1941年,何端儒在南江师训班毕业后,到青龙乡保国民学校(设盐店街王爷庙)实习。学校与王直钦家相距咫尺,何端儒自然经常出入王家,于是有了同王叙五接触的机会,王仍以老师的身份对其加以指导。1942年春,何实习期满,王即推荐他去省立剑阁师范插班深造。一年后毕业,觉得教书难遂救国之愿,便追随老师在南江、巴中一带从事革命活动。1946年6月2日,木门街道上出现“反内战”、“反独裁”、“争和平”、“争民主”等标语传单,县府派警察中队搜捕无果,实为王叙五、何端儒及其追随者所为。1947年,按照王叙五的指示,由李力勤、岳复初同何端儒组成三人活动小组,李力勤任组长,以经商为掩护,往来于木门—南江—汉中一带,暗中散发传单,发动群众,开展“三抗”(抗丁、抗粮、抗税)斗争。李力勤是王叙五任遂宁中心县委书记时在德阳罗江发展的党员,已有丰富的对敌斗争经验。岳复初是巴中县城人,1933年参加童子团,随红军长征,抗日战争爆发后,成为八路军战士,1947年受延安派遣,随一批军队干部入川,在川北工委领导下组建武工队,开展武装斗争。1948年2月,王叙五派何端儒去汉中与二野61军183师入川的敌后武工队队长胡二栋接头,提供入川路线图,介绍通南巴等地“三抗”斗争的情况,胡即命何端儒为入川向导兼情报组长。

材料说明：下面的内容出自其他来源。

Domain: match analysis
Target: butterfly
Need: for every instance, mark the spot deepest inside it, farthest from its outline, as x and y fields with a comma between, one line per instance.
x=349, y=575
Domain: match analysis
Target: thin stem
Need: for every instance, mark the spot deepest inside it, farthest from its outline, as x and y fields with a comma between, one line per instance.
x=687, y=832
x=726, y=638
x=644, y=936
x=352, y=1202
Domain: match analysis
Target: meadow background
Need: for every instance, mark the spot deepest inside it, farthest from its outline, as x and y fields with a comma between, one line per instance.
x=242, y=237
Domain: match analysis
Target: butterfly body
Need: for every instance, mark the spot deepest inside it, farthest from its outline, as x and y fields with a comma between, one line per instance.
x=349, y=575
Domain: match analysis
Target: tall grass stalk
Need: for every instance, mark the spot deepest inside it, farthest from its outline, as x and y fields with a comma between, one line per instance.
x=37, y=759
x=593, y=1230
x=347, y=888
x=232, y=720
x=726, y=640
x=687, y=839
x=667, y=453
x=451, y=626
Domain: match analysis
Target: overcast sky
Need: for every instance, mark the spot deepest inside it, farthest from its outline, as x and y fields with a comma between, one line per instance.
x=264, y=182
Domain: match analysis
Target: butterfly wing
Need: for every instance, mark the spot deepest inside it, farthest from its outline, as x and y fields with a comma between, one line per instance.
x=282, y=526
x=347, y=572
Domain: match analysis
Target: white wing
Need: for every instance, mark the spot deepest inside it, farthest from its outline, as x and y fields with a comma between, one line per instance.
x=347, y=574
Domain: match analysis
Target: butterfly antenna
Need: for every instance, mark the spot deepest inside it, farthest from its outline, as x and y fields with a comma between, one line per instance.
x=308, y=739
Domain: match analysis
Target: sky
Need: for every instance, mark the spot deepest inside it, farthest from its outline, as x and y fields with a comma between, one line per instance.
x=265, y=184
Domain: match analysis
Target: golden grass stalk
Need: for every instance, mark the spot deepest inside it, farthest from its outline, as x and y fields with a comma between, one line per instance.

1948年4月初,王叙五要求李、岳、何三人在木门选拔进步青年学生三名,组成活动小组,发动本地青年学生搞“三抗”活动。经何端儒推荐,李、岳二人审查,最后选定周庠、孙仲权、杜周南为三人小组成员,周庠任组长。木门三人小组成立不久,便有40多名青年学生团结在他们周围,这些学生多是抓壮丁的对象,“三抗”热情很高。李、岳、何商议后认为,木门猪牛市场是方圆几十里的牲畜交易中心,场均上市猪牛四五百头,成交量在三百头以上,交易税很重,而乡公所的收税人员一直从中作弊,亲戚或有权有势者买卖猪牛不收税,贫苦农民则分文不少,收税者是乡队副和警丁,群众敢怒而不敢言。如果在这里搞一次抗税斗争,一定影响不小。李力勤把这个打算向王叙五作了汇报,王叙五指示说,想法不错,但要注意斗争策略,保证学生不受伤害。4月下旬的一个逢场天,周庠打听到青龙乡乡公所关押着刚抓来的三十多名壮丁和铁甲夫(为军队服务的民夫),次日即将送走。李力勤立即将此消息报告给王叙五。王叙五当机立断作出行动部署。先由何端儒上市买猪,借故逃税引发冲突,然后由周庠等三人带40多名学生分两组相机行事。当天中午,何端儒在猪市上买架子猪一头,不交税即将猪牵走,走到河边刚要上桥,守在桥头的税警发现猪背上无交税后的印记,立即将何端儒拦住,要何交税,何不交,与之争辩,警丁一把抓住猪绳不放,两人你争我夺。周庠见状,带20余名学生上前围住警丁抱打不平。这时在猪市上收税的乡队副王××赶来帮忙,学生们一拥而上,将他和警丁按倒在河坝里,拳脚交加一顿暴打。与此同时,孙仲权和杜周南则带领20余名学生冲进乡公所,砸开禁闭室的门,把三十多名壮丁与铁甲夫全部放走。当时乡公所只有炊事员周阳全一人,根本无力阻拦。等到在大街上段杨××家打麻将的乡长王德恭闻讯集合十余名警丁赶到时,这伙暴打收税人和砸乡公所禁闭室的青年学生早已撤离现场,壮丁与铁甲夫也跑得无影无踪。周庠虽然被抓关进乡公所,次日即被周昉保出。这次抗丁抗税斗争,震动了木门场及周边地区,为日后木门场的和平解放扫清了部分障碍。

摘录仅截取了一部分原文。